By embedding themselves with clients and focusing on real-world problems and customer pain points – aided by strong Kiwi communication traits of directness, transparency and creating trust quickly – they’re outpacing competitors and gaining traction.

“Companies are often putting their tech people first at solving clients problems as quickly as possible, and that speeds up the sales process and brings revenue forward.”

(Shanahan also notes on WindCave that while $400 million is ‘amazing’ it’s just the tip of the iceberg for that market.)

The cultural edge isn’t limited to startups. Shanahan uses the same words to describe Scott Technology and Syos Aerospace as he does for WindCave, saying they too use ‘hit teams of tech guys rapidly turning things around to service the market’.

“The challenge is how to keep that fresh when you hit $2 billion in revenue. How do you layer in process whereby you still have that bias for action and absence of politics that might haunt larger entities.

“That’s a work in progress.”

Maintaining a culture where teams are willing to throw themselves at problems like their lives depend on it puts enormous pressure on leadership in terms of leadership by action, rather than title or authority.

“If we can master that, and people are working to master it, it is nirvana, but the deliverables for that are high trust, a bias for action and leading rather than driving people.”

Another standout Shanahan calls out is Basis, a company developing intelligent control panels for home energy management. With over $50 million raise and $15 million in forward orders for its first year, Basis is proving Kiwi innovation can scale quickly and meet demand.

The talent equation

The report shows employment increased to 61,369, reflecting continued high-value job creation and strong productivity gains. But offshore growth is outpacing domestic growth.
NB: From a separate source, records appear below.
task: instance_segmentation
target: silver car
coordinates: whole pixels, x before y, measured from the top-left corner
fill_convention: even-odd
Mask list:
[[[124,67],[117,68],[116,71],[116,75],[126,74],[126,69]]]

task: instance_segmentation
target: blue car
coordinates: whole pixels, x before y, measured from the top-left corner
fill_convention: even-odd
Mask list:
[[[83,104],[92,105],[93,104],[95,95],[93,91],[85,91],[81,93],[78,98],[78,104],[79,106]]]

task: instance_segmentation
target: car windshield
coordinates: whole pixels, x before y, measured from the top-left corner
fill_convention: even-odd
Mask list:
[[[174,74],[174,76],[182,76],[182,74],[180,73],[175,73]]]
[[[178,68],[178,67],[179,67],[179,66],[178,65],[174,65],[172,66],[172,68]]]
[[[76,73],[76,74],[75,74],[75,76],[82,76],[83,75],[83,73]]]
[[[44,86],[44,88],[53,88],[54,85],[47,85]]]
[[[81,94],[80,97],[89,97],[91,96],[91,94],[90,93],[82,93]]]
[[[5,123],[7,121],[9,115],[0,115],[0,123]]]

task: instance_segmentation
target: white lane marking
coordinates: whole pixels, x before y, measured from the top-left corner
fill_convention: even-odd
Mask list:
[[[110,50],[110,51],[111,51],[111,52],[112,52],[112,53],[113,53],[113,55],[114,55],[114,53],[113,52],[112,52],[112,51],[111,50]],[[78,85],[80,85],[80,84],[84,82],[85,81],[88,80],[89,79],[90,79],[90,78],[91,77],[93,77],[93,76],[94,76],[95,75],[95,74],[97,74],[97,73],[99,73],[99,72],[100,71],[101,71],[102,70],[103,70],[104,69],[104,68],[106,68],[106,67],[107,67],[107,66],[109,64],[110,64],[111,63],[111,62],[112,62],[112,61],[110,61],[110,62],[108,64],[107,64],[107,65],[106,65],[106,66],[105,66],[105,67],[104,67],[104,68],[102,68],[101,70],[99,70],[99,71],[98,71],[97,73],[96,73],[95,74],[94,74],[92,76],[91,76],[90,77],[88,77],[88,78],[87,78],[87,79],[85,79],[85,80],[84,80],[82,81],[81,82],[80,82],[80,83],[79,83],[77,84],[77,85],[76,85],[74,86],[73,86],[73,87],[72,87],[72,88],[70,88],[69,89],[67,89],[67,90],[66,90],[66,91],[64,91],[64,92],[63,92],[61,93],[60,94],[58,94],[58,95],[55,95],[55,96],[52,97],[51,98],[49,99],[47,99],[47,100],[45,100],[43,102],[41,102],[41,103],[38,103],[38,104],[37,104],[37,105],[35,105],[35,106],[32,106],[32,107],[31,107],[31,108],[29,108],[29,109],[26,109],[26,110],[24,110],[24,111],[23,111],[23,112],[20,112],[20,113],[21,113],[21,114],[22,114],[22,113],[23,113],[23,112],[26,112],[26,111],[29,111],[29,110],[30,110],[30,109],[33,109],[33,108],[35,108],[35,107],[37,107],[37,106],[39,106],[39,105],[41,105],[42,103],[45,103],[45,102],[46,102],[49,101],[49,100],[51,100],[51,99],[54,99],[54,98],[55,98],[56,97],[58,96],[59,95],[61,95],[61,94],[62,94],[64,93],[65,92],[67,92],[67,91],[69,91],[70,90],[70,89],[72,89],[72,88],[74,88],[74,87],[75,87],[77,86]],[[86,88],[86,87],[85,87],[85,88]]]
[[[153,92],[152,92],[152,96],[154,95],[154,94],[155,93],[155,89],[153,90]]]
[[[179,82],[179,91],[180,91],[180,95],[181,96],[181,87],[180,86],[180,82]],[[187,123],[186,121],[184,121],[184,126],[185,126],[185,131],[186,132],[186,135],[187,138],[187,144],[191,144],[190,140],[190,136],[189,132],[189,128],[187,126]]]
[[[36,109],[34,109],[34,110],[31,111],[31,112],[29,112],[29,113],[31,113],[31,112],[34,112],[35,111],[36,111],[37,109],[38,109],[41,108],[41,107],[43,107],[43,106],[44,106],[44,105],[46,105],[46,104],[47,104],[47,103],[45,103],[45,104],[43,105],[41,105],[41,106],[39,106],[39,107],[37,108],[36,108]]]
“We’re starting to see a bit of contraction within New Zealand but continuing to grow offshore.”

Shanahan expects the job market in pure digital and ICT to remain tight for a while with uncertainty around cost structures in terms of what businesses digitally are going to be relevant in future.

Strong growth, however, is being seen in companies with high value manufacturing and combinations such as WindCave.

“Well focused digital businesses have still got big opportunities, but hwat we are seeing is that certainly a lot of the manufacturing companies are having a resurgence and the digital ones are having to become more focused around where there markets are, who their customers are and their revenue models.”

Early stage investment is also an area of growth, with $467 million of early stage capital investment across 146 deals, up from $349 million across 144 deals last year.

“If you look across the Tasman, the size of the deals in Australia are so much larger, so there is still a lot of scope for that to grow.”

Companies, including Halter and Basis, are nonetheless raising tens of millions, and the growth isn’t just driven by venture capital supported companies, with the likes of Tait Electronics having a ‘fantastic’ year.

“This whole, re-energised, sophisticated understanding  of how to grow internationally is not just for new companies – it’s affecting the mature and established ones as well.”